Philippines’ Boracay island reopens after 6-month cleanup

Philippines’ Boracay island reopens after 6-month cleanup
The island resort was vacated for six months, as hundreds of commercial establishments were demolished under the rehabilitation. (Courtesy DENR Facebook)
Updated 16 October 2018

Philippines’ Boracay island reopens after 6-month cleanup

Philippines’ Boracay island reopens after 6-month cleanup
  • Public opening is set on Oct. 26
  • The cleanup drive took six months, but officials estimated two years for full rehabilitation

DUBAI: Boracay, the Philippines’ world-famous island resort, has reopened for a test run after it was temporarily closed for a cleanup operation led by the Philippine government, CNN reported.

The test run involved a small group of tourists, who were invited to try the newly improved facilities of the resort off the main island of Aklan.

One of the main improvements done in the island was its sewerage system, which Philippine Environment Secretary Roy Cimatu confirmed as “100 percent” complete.

But while the beaches were signed off as safe for recreational activities, officials said that full rehabilitation could still take up to two years.
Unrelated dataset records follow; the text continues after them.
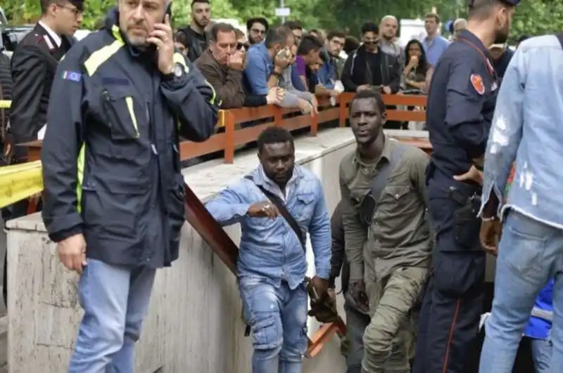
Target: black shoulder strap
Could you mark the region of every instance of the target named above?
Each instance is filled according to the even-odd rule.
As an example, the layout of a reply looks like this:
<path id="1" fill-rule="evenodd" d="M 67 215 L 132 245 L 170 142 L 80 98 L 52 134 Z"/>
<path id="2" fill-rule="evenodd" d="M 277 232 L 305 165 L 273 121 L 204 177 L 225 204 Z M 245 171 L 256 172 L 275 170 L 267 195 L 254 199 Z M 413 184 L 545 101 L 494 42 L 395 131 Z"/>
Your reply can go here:
<path id="1" fill-rule="evenodd" d="M 254 182 L 254 179 L 249 175 L 244 176 L 244 178 L 247 178 L 252 182 Z M 289 214 L 289 211 L 287 210 L 284 201 L 282 201 L 281 198 L 274 193 L 267 190 L 262 185 L 259 185 L 255 183 L 254 184 L 258 188 L 258 189 L 260 190 L 262 193 L 264 193 L 264 195 L 265 195 L 268 199 L 270 199 L 270 201 L 273 203 L 276 207 L 277 207 L 277 210 L 279 211 L 279 214 L 281 214 L 284 218 L 286 219 L 286 221 L 287 221 L 287 223 L 289 224 L 291 230 L 297 235 L 297 237 L 299 239 L 299 242 L 301 242 L 301 246 L 303 247 L 303 250 L 305 250 L 306 246 L 305 235 L 301 231 L 301 228 L 299 228 L 299 223 L 298 223 L 297 221 L 295 220 L 291 214 Z"/>
<path id="2" fill-rule="evenodd" d="M 388 141 L 394 141 L 394 140 L 389 139 Z M 405 152 L 406 149 L 405 145 L 401 144 L 398 141 L 395 145 L 395 149 L 391 152 L 391 159 L 389 162 L 385 162 L 379 169 L 379 172 L 377 176 L 374 178 L 372 182 L 372 197 L 375 200 L 376 204 L 379 202 L 379 197 L 381 195 L 385 185 L 387 184 L 387 179 L 389 178 L 389 175 L 397 165 L 400 162 L 403 157 L 403 153 Z M 377 208 L 377 204 L 376 204 Z"/>
<path id="3" fill-rule="evenodd" d="M 555 36 L 557 37 L 559 42 L 561 44 L 561 48 L 563 48 L 563 32 L 557 32 Z"/>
The cleanup, which lasted six months, started in April after Philippine president Rodrigo Duterte called the area a “cesspool” because of unclean waters.

Reforms have already taken place in the 6-month duration of the rehabilitation work, and officials have greenlighted a public opening on Oct. 26.

New rules

The government has set firmer regulations to maintain Boracay, including limiting the number of tourists allowed to stay on the island.

According to local media, only 19,000 tourists will be able to enter the island on the condition they present hotel reservation slips. Further, availability of hotel rooms will also be reduced to between 6,000 and 9,000 from a previous 12,000.

Other rules have been announced such as the temporary suspension of all water activities, prohibition of beachside dining, banning of souvenir shops and hawkers, among others.

Officials vowed to implement these rules as the island opens for tourists.